12. Promouvoir les systèmes de production agricoles susceptibles d’éviter d’endommager la Terre-Mère et assurer leur financement ainsi que des politiques et des mécanismes de contrôle social participatifs et publics. Ceux-ci doivent inclure la recherche aussi bien que l’investissement public en vue d’éliminer l’utilisation de produits à base de pétrole, d’améliorer la composition organique du sol, de réduire les pertes post-récolte, de renforcer les marchés locaux, de promouvoir l’agriculture urbaine, de protéger les sources et les nappes phréatiques et de soutenir l’agriculture familiale paysanne indigène / autochtone et la Souveraineté Alimentaire.

13. Défendre, revaloriser et diffuser le modère soutenable de production agricole paysanne et indigène / autochtone, ainsi que d’autres modèles et pratiques ancestrales écologiques qui contribuent à résoudre le problème du changement climatique et à assurer la Souveraineté Alimentaire. Celle-ci est comprise comme le droit de tous les peuples à contrôler leurs propres semences, leurs terres, leur eau et leur production alimentaire. Elle consiste ainsi à garantir, par une production localement et culturellement adaptée et en harmonie avec la Terre-Mère, l’accès des peuples à des aliments en suffisance, variés et nutritifs, en accord avec la Terre-Mère, tout en approfondissant la production autonome (participative, communautaire et partagée) de chaque nation et de chaque peuple. Parallèlement, nous refusons l’uniformisation alimentaire au l’échelle mondiale, avec ses effets nutritionnels, environnementaux, sociaux, culturels et sanitaires.

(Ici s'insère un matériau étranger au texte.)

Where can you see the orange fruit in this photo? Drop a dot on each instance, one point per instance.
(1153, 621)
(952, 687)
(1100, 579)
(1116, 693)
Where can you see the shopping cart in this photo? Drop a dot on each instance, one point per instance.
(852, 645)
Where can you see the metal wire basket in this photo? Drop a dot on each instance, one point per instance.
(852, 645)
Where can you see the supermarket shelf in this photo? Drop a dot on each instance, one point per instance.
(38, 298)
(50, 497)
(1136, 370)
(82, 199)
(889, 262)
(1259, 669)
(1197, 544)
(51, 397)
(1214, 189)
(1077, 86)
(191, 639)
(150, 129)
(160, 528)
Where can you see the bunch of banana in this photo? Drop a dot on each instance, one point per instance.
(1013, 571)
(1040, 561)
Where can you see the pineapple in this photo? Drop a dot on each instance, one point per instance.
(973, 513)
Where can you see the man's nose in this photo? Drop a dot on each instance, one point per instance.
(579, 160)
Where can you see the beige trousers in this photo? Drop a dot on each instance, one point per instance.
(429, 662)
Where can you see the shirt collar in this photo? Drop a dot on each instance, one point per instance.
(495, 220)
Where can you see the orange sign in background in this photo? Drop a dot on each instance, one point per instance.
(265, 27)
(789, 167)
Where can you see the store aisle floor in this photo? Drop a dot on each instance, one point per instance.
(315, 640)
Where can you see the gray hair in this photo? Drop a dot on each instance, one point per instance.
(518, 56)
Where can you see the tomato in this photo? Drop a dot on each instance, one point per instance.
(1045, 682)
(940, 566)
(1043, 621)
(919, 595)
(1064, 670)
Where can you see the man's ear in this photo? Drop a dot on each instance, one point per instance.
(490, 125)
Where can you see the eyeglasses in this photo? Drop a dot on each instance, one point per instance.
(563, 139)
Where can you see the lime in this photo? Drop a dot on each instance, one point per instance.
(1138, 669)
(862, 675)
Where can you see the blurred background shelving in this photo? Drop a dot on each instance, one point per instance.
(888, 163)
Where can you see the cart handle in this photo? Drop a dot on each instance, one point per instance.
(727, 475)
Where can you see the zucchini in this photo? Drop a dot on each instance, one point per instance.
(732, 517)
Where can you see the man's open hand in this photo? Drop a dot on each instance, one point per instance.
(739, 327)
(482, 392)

14. Reconnaître le droit de tous les peuples, des êtres vivants et de la Terre-Mère d’accéder à l’eau et d’en bénéficier. De même, reconnaître le droit des peuples et des pays à contrôler, réguler et planifier l’utilisation et la gestion respectueuses et solidaires de l’eau et de ses cycles dans le cadre des accords et des conventions internationales et du droit coutumier. Il s’agit également d’interdire toute forme de privatisation et de marchandisation de l’eau, en créant des organes de participation populaire pour en réguler les usages multiples, tout en protègeant sa qualité et en planifiant son utilisation future pour la consommation des êtres vivants et pour la production alimentaire. Dans ce cadre, nous soutenons la proposition du gouvernement de la Bolivie de reconnaître l’accès à l’eau comme un Droit humain fondamental, tel que stipulé dans la « Déclaration du droit humain à l’eau », que nous considérons comme un pas important dans la bonne direction.

15. Interdire les technologies et les processus technologiques qui mettent en péril le bien-être et la survie de la Terre-Mère et des êtres vivants et qui sont impulsés exclusivement en raison de leur potentiel en termes de profits pour un nombre restreint d’entreprises, alors qu’elles provoquent et accélèrent le changement climatique. Cela concerne notamment les agrocombustibles, les organismes génétiquement modifiés, les nanotechnologies, la géoingéniérie et toutes ces technologies qui, sous prétexte d’aider le climat, portent en réalité atteinte à la Souveraineté Alimentaire et agressent la Terre-Mère. Interdire à l’échelle mondiale, de manière définitive, les technologies du type Terminator, les pharmacultures et autres processus similaires.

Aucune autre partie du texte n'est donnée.